Holidays mean poor nutrition and hangovers. Bloody Mary’s are a perfect remedy for both.
This is a fantastic Bloody Mary mix if you aren’t vegetarian; the original was published by Paul Woodford (aka ‘Flying Booger,’ a hashing acquaintance from Tucson who is a wealth of nifty info on a number of topics). The original is at this link.
Requiring some beef broth, I started by roasting some bones acquired from a Halal butcher in Swindon (using them for no other reason than they do a good job on this particular product, as well as goat and lamb). The bones are about 70% by weight meat and some of it very good so I roast these to barely rare and trim half (the best half) for sandwiches then put the rest, about a pound and a half, just under water, top off with a glass of wine (plus one for the chef) a sprig of rosemary, a quartered onion, an unpeeled head of garlic, and the leafy bits from a bunch of celery. This simmers (never boils) for three hours and then after straining it is reduced from about a quart to a cup and a half (this will be enough for 3 batches).

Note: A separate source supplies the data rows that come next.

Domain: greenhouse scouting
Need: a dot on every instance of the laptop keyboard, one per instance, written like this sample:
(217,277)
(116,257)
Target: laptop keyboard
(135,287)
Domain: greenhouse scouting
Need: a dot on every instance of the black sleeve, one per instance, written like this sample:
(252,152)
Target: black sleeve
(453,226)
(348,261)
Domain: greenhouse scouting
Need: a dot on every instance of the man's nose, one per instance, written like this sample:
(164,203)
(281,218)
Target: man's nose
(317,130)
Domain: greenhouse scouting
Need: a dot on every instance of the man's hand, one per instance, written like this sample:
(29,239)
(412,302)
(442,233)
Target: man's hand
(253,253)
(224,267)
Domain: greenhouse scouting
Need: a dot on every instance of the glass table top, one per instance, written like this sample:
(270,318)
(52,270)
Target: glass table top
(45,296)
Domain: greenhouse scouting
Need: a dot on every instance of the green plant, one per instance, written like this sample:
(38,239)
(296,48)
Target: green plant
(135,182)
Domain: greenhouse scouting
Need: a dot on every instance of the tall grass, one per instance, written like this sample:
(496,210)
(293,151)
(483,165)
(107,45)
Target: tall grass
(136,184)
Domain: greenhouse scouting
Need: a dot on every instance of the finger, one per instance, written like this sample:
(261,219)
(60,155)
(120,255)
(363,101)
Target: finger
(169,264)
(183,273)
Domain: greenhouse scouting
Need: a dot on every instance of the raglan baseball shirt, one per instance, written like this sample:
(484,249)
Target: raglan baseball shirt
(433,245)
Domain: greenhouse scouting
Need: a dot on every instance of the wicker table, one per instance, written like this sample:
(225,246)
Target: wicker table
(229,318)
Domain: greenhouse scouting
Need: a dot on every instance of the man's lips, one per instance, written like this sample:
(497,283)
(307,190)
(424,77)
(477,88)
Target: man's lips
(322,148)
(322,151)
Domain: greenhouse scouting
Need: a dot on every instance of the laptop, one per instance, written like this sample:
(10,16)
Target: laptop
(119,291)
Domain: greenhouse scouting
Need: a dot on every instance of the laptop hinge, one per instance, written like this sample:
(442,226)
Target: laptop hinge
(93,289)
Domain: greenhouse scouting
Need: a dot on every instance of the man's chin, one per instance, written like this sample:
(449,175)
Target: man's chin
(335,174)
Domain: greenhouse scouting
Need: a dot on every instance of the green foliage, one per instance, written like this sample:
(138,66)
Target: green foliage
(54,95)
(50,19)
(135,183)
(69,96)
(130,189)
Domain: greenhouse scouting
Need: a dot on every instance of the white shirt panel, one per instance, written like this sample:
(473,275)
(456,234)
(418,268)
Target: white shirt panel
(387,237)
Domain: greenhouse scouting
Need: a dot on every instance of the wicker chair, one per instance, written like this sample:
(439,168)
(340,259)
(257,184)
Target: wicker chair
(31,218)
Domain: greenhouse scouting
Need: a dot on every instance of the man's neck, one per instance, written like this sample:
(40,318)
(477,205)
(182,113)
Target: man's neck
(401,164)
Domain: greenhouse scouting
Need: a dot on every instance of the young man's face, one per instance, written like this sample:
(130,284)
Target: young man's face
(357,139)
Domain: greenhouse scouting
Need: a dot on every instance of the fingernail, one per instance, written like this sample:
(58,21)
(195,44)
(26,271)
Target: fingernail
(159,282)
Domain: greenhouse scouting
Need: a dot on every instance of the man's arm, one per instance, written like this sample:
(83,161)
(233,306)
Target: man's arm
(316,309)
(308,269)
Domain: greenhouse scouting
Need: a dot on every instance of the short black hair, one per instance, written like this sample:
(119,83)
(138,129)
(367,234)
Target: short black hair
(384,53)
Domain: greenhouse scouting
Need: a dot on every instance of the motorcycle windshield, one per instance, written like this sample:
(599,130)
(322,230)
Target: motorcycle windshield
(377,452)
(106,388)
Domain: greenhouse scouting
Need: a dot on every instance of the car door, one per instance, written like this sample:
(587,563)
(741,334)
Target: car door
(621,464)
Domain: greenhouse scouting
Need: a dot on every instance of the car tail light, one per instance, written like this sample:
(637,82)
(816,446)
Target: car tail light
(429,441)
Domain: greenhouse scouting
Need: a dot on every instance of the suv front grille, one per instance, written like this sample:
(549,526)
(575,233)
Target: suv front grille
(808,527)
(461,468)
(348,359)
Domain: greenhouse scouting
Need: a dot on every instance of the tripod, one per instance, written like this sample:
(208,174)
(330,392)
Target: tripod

Take a third of this thick broth and add one teaspoon salt, some good (and dangerously hot) chilli sauce to taste — go light because you have to add a shot glass of Worcestershire sauce and another of lumpy horseradish sauce (do wasabi if you are a yuppie, or have tried this at a yuppie’s house, a half shot is plenty). Whisk this with about three and a half cups of a good quality passata, and stir well. Even up the spices starting with a hefty dusting of black pepper then go through the other sauces in order — the chilli sauce should call for an obvious amount up front. Refrigerate (make up to 3 quarts like this and freeze the extra amount).
To serve, split a celery stalk and put half in each of two tall glasses with an ice cube. Put two shots of vodka in the bottom and pour in some of the mix. You might get two more bloodies out of one of these small batches if you like them strong. Squeeze a quarter lime over the top and dump the lime carcass in the glass. Drink deeply.